According to the draft directive, a “qualified entity” can bring an action against a company that breached specific EU legislation (currently a list of 59 consumer protection laws) and thereby damaged or may damage the collective interests of consumers. Consumers are not entitled to file such a claim, nor be involved in the proceedings. This corresponds with the rules for representative actions already existing in Austria, which can only be brought by a few organizations (e.g. the Chamber of Labor and the Austrian Consumers Association). The number of such authorized entities will likely increase: in addition to consumer protection groups and independent public bodies, other organizations – including ad hoc bodies specially organized for specific actions – may request designation and registration as a “qualified entity” by a member state. The directive lays out certain minimum criteria: the organization must be properly established, not be for profit, and have a legitimate interest in ensuring compliance with the relevant EU law.
If the qualified entity files for damages, it has to prove adequate financial capacity and disclose the origin of its funding to the court or administrative authority. Third-party funders must neither influence decisions regarding the representative action nor use the action to move against competitors. If it cannot be guaranteed that the funding complies with the regulations, the qualified entity may be ordered to refuse the funds, or its right to institute proceedings may be denied. This requires member states to determine which court or administrative authority should register and control the qualified entities and to institute procedures to authorize and supervise the qualified entities, bearing in mind that these tasks (especially the monitoring of the funding and the independence of these entities) are complex and will require significant human and technical resources. So far, third-party funding is not regulated in Austria, so introducing basic safeguards as foreseen in the draft directive would be a first good step.
Although up to now organizations have only been able to file for injunctive relief, in the future they would be able to seek redress for consumers, such as compensation, price reduction, contract termination, or repayment of the purchase price, which would eliminate the need for consumers to first transfer their claims to the organization. In addition, a special form of punitive damages would be introduced: if the losses suffered by consumers are so small that it is disproportionate or not practicable to identify and compensate each individual, the compensation to be paid by the convicted trader should be directed to a public purpose with a consumer protection service. To prevent abuse, it will be necessary to regulate precisely the “public purpose” and how the proper use of the redress is verified.
In redress proceedings, the court would have the right to “invite” the qualified entity and the trader to reach a settlement, which would then be scrutinized with regard to legality and fairness by the court. This institutionalized settlement procedure would be another novelty for Austria.
Traders may be required to submit evidence, which would not have to be specified by the qualified entity: it would be sufficient to indicate that the evidence lies within the trader’s control.
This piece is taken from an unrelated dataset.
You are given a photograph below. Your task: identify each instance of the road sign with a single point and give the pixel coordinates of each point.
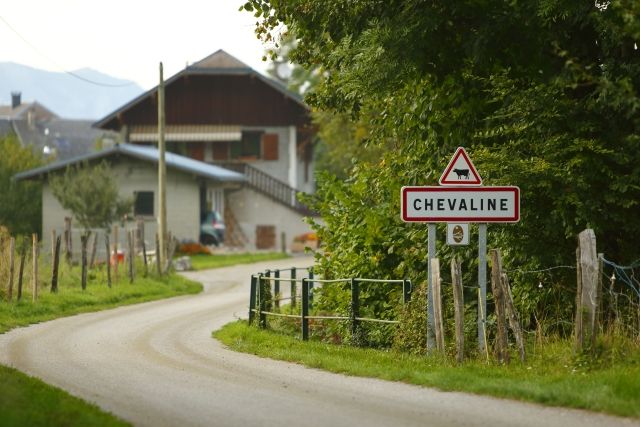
(460, 204)
(460, 170)
(457, 234)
The introduction of such disclosure/discovery orders into Austrian law will require careful balancing of interests, clear principles for ascertaining whether a request for disclosure is justified or excessive, and care to ensure that sensitive information is appropriately protected (e.g. trade secrets and consumer data, the use of which should be limited to the purposes of the respective collective action).
Regulating the provision of information to consumers to ensure that they are aware of the action and its outcome would be extremely important. Consumers may then either claim the compensation they are due, or sue the traders themselves, especially if Austria decides to implement an “opt-in”: Member States can choose whether all customers or only those who give a mandate should be covered by redress orders. In any case, a new Austrian law will have to provide that an action brought by a qualified entity interrupts the statute of limitations for affected consumers, who can thus wait for the result without losing their claims.
Implementing the directive would therefore result in many innovations, especially in procedural law. Despite all the criticism, the draft directive has many advantages – especially regarding legal certainty – over the current handling of mass claims in Austria. Therefore, it is to be hoped that Austria would take the opportunity to introduce collective actions and collective settlements, and to regulate third-party funding – not just with respect to infringements of certain EU provisions, but in general.